After slogging through a number of more complex restorations recently, I’m rather relieved that this week’s Brigham 5W1 refresh is at the other end of the estate pipe spectrum.
With no major dents, dings or missing parts, this 1990s-era pipe was in pretty good estate condition, though it needed some attention. Apart from a layer of dirt over everything, there was a reasonable layer of cake in the chamber and more packed into the ring of rustication on the rim. The stem was oxidized and had an area of mineral accretions in the bite area, but the stem itself looked pretty good underneath it all.
The pipe is stamped “Brigham” (rather poorly struck, as the B is missing) on the left shank, and “5W1” on the shank’s underside. The lack of a COM stamp indicates a 1990s production date; the shape number, 5W1, is not a regular production model; rather, it is a variation on the Norseman series shape number format of 9Wx, where x is a number from 2 through 7. It appears that Brigham had quite a few surplus Norseman stummels in stock when the series was shut down in 1980. I have seem several examples of the old stummels fitted with a standard round taper stem and sold as “4Wx” shapes.

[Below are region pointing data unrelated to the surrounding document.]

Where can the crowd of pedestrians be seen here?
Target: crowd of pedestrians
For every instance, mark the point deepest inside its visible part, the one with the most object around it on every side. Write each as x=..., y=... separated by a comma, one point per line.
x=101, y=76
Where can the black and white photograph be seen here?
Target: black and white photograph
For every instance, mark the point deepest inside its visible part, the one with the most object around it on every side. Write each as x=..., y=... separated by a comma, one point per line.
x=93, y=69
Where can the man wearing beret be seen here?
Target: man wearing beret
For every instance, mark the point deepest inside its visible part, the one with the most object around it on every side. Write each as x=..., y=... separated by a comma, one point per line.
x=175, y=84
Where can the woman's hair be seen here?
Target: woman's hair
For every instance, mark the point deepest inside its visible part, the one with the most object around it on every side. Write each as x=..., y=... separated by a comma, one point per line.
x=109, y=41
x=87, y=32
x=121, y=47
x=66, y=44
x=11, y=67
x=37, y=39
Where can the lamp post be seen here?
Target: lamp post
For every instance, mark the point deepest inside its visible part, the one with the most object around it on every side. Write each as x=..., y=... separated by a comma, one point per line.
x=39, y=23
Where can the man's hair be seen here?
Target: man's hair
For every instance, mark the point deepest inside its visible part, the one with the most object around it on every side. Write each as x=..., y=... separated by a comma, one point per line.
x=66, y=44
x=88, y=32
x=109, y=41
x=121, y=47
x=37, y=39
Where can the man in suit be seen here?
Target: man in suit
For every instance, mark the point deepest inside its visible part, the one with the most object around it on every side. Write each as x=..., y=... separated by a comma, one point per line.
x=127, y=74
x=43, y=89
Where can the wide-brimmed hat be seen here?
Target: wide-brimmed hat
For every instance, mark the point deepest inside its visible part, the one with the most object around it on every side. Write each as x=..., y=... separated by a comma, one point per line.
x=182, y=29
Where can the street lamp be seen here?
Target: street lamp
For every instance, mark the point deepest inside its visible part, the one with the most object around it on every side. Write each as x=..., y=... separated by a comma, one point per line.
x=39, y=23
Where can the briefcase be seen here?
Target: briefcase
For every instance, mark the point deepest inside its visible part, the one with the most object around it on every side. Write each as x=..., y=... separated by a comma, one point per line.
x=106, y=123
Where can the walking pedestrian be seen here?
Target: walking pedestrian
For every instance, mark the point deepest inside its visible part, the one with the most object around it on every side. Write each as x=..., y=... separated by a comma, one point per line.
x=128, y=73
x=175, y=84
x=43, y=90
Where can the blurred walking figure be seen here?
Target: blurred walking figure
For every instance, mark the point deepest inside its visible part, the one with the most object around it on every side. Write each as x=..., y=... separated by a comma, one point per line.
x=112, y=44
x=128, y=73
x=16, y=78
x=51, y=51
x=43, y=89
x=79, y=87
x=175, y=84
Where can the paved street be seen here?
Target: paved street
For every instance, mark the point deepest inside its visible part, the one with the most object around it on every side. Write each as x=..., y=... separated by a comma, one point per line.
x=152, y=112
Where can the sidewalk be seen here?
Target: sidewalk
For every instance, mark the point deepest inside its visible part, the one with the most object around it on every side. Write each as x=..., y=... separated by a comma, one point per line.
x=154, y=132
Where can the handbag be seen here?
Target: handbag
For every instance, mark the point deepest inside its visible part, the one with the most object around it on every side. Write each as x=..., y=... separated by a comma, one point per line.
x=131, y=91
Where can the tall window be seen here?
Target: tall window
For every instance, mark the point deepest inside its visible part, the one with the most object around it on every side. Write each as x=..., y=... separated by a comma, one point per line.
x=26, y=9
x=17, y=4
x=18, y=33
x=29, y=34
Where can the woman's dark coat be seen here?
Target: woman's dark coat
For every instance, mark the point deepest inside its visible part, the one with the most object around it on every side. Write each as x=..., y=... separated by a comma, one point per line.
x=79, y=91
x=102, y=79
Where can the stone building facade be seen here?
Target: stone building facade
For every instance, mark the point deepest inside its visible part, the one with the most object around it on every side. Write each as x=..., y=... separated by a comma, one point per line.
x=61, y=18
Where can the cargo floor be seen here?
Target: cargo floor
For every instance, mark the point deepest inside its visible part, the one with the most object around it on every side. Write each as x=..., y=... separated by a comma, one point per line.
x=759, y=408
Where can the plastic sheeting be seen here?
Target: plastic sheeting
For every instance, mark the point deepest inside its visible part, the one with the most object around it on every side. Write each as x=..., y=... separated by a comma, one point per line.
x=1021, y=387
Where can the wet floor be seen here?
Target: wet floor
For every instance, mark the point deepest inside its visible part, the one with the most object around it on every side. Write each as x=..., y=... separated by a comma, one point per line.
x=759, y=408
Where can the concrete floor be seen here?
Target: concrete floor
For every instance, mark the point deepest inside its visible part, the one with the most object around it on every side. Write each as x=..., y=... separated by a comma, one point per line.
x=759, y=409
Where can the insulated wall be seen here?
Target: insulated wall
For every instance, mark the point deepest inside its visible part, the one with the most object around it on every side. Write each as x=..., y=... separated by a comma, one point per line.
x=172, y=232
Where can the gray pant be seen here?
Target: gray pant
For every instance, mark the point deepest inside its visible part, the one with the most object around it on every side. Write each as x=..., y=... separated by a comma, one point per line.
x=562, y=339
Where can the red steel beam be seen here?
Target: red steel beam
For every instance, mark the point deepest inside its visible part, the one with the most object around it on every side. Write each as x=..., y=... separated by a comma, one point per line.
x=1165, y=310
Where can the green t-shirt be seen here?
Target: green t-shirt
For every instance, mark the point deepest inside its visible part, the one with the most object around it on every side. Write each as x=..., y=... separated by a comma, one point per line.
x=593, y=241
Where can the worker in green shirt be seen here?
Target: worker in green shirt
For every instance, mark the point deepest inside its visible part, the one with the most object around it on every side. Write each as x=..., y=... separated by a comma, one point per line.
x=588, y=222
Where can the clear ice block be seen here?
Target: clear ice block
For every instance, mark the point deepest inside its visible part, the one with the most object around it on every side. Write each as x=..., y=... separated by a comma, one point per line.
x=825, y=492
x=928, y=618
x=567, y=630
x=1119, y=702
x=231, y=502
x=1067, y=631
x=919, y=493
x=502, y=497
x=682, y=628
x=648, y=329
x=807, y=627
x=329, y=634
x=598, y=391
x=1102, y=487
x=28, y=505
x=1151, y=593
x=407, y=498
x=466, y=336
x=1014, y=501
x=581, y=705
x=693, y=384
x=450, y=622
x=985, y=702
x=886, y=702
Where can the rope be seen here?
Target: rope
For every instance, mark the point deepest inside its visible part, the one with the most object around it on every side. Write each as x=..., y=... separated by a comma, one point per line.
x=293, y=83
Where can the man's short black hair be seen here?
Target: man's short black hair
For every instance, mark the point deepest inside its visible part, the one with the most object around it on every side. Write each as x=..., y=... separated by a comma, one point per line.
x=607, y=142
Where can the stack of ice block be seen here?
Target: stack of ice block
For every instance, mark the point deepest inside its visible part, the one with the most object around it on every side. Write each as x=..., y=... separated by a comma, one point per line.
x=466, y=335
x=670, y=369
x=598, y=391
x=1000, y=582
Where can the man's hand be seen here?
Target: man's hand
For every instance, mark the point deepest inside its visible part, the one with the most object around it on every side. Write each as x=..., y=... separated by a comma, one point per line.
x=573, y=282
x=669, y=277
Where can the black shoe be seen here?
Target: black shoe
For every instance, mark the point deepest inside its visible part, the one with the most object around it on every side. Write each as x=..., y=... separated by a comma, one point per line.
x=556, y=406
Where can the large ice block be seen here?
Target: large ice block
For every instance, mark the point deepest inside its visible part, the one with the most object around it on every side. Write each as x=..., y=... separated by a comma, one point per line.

The pipe on the worktable shares the same Norseman heritage, this time in a 5-Dot version.
I decided to start working on this pipe by cleaning the carbon lava from the rim. I used a fair pile of cotton swabs wetted with good old saliva to patiently soften and remove the crud from the nooks and crannies of the rim rustication.
I then got back onto my normal routine and reamed the old cake from the bowl then tidying things up with some sandpaper wrapped around a dowel. The chamber walls and floor were in excellent condition, though the floor was dimpled slightly from a previous pipe steward’s use of a pointed knife blade to remove excess carbon.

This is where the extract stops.